Western fresh citrus growers have largely escaped major crop damage from the prolonged, below-freezing cold snap which was expected to end in mid January in California and Arizona.
“With four days and nights of cold temperatures we’ll see some damage to citrus,” said Paul Story, director of grower services with California Citrus Mutual (CCM), Exeter.
Temperatures in some citrus-growing areas dropped to 27-28 degrees Fahrenheit overnight Sunday into Monday morning.
“The traditionally warm areas in the ‘old-time-citrus belt’ from Clovis to the Kern County line along the foothills was fairly warm,” Story said.
“The areas to the north, south, and especially to the west – the Lindsay-Porterville areas west of Highway 65 - were two-to-three degrees colder.
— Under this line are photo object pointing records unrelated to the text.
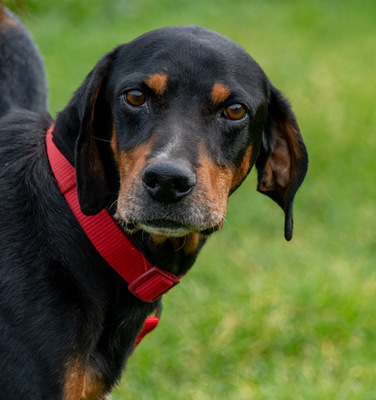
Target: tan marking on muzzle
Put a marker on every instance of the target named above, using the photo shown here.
(241, 173)
(80, 383)
(215, 184)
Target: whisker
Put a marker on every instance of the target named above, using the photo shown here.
(102, 140)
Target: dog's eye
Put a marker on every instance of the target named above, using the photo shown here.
(135, 98)
(235, 112)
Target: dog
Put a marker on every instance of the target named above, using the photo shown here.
(22, 74)
(159, 134)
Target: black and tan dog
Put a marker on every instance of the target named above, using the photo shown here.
(161, 132)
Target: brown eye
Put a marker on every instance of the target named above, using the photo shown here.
(235, 112)
(135, 98)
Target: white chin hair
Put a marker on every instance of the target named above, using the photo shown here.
(166, 231)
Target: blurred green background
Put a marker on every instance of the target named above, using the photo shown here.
(257, 317)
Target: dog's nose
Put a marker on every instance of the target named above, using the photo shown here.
(167, 181)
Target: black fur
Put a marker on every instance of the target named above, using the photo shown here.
(59, 300)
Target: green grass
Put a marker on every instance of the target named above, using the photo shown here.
(257, 317)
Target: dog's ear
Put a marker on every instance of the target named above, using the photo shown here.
(283, 160)
(95, 123)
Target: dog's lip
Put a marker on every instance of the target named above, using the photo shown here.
(169, 228)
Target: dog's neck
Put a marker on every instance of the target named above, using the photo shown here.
(176, 255)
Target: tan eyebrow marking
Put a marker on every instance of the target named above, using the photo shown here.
(157, 83)
(220, 93)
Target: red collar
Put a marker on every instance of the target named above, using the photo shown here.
(145, 281)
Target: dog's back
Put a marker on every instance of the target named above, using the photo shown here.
(22, 75)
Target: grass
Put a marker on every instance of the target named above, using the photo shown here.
(259, 318)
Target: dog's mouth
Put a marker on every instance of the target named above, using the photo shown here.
(167, 228)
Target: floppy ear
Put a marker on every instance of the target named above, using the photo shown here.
(95, 123)
(283, 160)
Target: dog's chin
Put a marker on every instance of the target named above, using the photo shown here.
(169, 229)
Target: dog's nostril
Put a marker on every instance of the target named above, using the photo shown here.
(168, 182)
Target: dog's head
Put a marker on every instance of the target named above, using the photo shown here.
(172, 122)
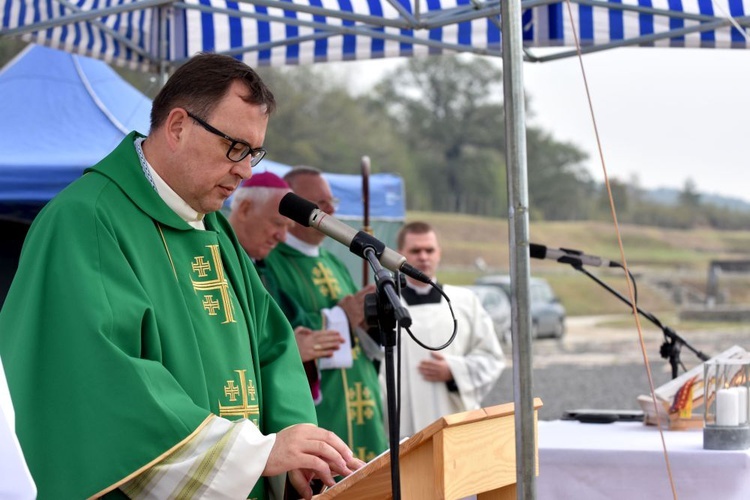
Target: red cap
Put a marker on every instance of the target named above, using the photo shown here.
(265, 179)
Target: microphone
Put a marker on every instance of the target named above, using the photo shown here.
(308, 214)
(568, 256)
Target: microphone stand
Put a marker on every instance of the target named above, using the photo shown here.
(388, 314)
(673, 343)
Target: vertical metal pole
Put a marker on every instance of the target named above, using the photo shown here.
(518, 231)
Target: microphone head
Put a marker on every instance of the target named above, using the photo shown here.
(537, 251)
(297, 208)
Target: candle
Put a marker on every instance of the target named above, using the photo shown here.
(727, 407)
(742, 404)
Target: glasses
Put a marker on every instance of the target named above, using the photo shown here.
(238, 150)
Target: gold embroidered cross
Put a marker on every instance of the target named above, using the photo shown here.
(210, 305)
(360, 404)
(251, 390)
(231, 391)
(244, 409)
(218, 284)
(365, 455)
(326, 282)
(201, 267)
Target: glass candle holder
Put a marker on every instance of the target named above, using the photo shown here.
(726, 421)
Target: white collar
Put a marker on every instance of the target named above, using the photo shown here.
(302, 246)
(172, 199)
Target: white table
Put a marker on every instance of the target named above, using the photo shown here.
(626, 461)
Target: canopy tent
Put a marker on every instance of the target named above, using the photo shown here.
(158, 34)
(63, 113)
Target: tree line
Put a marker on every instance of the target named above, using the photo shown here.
(438, 122)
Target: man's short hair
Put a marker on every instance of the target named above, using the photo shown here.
(299, 171)
(416, 227)
(256, 194)
(200, 83)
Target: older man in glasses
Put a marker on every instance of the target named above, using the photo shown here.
(320, 283)
(143, 355)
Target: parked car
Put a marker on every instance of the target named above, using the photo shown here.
(547, 313)
(497, 305)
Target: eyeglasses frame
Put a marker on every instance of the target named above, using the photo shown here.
(256, 154)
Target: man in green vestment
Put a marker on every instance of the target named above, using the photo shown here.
(320, 283)
(143, 355)
(259, 226)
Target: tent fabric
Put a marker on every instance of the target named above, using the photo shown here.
(63, 113)
(150, 34)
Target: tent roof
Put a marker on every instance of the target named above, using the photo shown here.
(156, 34)
(61, 113)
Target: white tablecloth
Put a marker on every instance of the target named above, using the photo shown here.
(626, 461)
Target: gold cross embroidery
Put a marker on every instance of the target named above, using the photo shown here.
(326, 282)
(201, 267)
(231, 391)
(360, 404)
(219, 284)
(244, 410)
(365, 455)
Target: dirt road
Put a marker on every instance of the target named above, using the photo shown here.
(603, 367)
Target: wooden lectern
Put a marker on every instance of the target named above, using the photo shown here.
(459, 455)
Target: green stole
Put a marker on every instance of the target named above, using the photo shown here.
(316, 283)
(125, 329)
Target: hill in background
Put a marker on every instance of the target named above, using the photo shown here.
(670, 197)
(670, 266)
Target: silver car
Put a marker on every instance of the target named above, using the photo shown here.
(547, 313)
(496, 303)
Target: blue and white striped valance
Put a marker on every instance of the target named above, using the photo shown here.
(150, 34)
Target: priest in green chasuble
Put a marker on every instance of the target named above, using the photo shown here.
(143, 355)
(349, 403)
(259, 226)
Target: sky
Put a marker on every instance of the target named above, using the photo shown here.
(663, 115)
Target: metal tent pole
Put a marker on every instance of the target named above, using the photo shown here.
(518, 231)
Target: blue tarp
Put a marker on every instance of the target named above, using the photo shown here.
(61, 113)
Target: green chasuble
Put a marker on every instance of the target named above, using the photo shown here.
(125, 329)
(351, 405)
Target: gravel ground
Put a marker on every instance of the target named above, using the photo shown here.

We’ll probably see more damage in these areas.”
There has been little impact on fresh citrus prices so far.
Navel oranges largely deflected the cold temperatures.
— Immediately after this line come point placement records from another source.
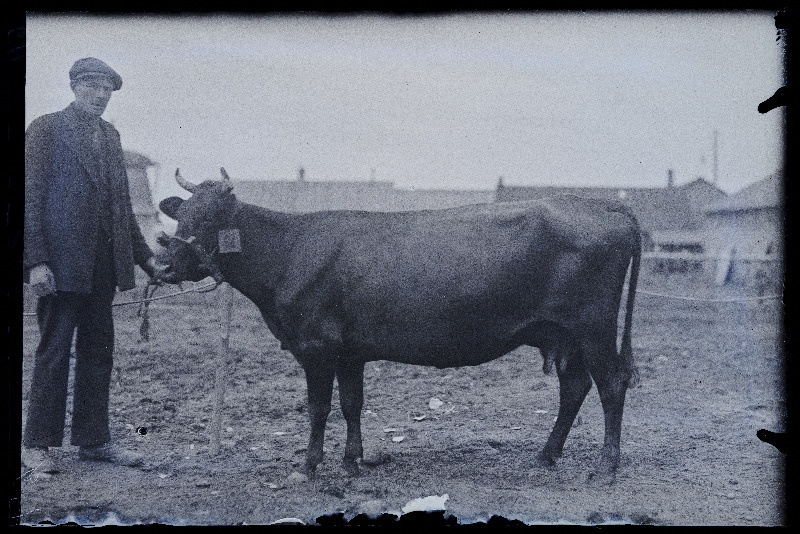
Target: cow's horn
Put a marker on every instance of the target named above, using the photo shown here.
(186, 184)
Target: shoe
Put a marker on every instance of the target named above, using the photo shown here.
(39, 461)
(111, 454)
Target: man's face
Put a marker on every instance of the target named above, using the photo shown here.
(92, 94)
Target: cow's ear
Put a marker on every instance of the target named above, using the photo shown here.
(169, 206)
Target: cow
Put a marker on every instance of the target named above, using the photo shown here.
(445, 288)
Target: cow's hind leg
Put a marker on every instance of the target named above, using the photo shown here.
(350, 376)
(319, 380)
(574, 384)
(611, 377)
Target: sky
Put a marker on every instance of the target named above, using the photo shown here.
(431, 102)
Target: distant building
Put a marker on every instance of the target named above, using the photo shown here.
(141, 194)
(303, 195)
(671, 217)
(749, 222)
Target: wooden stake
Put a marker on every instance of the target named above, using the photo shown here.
(226, 297)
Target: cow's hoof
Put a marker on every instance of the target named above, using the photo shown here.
(311, 471)
(351, 468)
(601, 479)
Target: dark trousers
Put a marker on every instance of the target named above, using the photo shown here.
(89, 317)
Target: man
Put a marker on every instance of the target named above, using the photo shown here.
(81, 243)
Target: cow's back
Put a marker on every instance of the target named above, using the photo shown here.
(455, 285)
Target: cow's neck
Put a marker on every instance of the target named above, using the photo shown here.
(262, 235)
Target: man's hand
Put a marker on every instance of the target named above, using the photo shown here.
(42, 280)
(154, 269)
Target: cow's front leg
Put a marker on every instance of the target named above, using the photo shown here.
(319, 382)
(350, 376)
(574, 384)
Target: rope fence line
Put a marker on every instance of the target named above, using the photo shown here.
(638, 291)
(150, 299)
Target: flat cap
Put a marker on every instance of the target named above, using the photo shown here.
(90, 66)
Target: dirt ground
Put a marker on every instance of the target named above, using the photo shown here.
(711, 376)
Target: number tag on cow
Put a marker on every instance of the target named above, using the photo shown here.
(229, 241)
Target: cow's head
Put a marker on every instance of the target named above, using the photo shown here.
(189, 254)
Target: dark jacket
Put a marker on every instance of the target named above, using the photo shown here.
(64, 206)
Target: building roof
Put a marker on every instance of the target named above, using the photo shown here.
(137, 160)
(766, 193)
(656, 208)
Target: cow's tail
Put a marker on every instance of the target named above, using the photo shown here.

“Minimal damage is expected in Navel oranges,” Story told Western Farm Press Jan. 14, largely due to the fruit’s advanced maturity, thick skin, and high Brix (sugar) content.”
“Most of our (Navel) fruit for the market will be fine.”
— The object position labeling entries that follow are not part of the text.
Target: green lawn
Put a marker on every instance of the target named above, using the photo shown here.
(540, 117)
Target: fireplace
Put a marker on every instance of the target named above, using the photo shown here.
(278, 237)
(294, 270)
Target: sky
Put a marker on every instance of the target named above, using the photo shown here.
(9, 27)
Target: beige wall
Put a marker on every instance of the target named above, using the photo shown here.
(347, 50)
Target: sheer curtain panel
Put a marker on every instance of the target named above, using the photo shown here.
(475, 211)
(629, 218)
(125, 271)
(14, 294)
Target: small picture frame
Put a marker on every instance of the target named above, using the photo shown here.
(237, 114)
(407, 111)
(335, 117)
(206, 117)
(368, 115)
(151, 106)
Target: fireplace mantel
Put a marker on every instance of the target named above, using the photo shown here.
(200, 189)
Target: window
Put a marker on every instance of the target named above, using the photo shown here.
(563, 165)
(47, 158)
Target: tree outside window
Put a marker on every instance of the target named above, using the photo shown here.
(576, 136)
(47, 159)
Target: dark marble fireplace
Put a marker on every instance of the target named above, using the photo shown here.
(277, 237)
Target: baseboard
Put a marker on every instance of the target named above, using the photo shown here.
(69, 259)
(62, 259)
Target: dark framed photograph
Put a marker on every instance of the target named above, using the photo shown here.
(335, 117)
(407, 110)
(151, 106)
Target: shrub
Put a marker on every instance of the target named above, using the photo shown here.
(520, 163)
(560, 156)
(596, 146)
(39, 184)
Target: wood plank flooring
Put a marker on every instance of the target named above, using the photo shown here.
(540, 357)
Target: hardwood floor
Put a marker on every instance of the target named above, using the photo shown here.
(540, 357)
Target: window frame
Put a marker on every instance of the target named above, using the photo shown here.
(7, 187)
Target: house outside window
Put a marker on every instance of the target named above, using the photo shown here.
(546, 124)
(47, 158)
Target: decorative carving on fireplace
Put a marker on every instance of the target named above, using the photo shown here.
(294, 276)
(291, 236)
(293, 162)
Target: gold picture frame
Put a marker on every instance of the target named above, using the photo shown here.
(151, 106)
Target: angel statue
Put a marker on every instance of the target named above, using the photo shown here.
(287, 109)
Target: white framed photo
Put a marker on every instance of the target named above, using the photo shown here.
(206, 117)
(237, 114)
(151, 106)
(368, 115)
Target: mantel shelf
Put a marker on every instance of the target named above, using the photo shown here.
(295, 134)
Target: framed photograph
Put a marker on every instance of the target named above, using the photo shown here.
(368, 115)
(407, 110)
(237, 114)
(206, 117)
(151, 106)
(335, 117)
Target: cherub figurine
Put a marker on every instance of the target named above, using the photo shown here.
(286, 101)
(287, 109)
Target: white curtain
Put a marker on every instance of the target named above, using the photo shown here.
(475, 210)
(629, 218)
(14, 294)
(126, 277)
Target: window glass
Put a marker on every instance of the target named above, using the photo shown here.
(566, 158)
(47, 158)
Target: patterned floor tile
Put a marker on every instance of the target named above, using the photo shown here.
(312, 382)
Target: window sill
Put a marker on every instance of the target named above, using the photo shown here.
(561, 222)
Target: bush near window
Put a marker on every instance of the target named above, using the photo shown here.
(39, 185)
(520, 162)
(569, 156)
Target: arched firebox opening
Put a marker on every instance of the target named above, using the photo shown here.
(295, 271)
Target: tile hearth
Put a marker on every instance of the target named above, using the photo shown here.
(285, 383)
Story says some significant damage is expected in Mandarin citrus, including Murcott and Tango, in selected blocks; not the entire valley. Mandarin varieties are more susceptible to the cold due to its thinner, easy-to-peel skin.
The good news is the Clementine harvest was completed before the stretch of freezing temperatures arrived.
CCM says the California citrus industry spent more than $17 million dollars during the cold snap on frost protection efforts including wind machines and irrigation.
The worst freeze in recent California history occurred in 1990 when temperatures in the mid teens ruined the entire citrus crop.
California is the second-largest citrus producer in the U.S. behind Florida. Most California citrus is grown for the fresh market.
Arizona is the nation’s fourth-largest citrus producer. The state’s largest citrus production belt is located in Yuma County where mostly lemons are grown. Luckily about 75 percent of the lemon harvest was complete when the cold blast arrived.
“We’re probably in as good of shape as California or perhaps a little better,” said Glenn Wright, University of Arizona tree fruit specialist, Yuma.
Wright says temperatures fell as low as 25 degrees F. in some areas. Damage to lemons can occur when temperatures drop to 28 degrees F. or lower for four to six hours or more.
“Freezing temperatures are ‘the 800-pound gorilla in the room’ for citrus,” Wright said.
A combination of irrigation, wind machines, cloud cover, and light winds reduced the impact of the freezing temperatures.
Perhaps the most citrus damage occurred in the greater Phoenix area where temperatures fell to about 22 degrees. Oranges, Minneola’s, grapefruit, and lemons are grown in the area.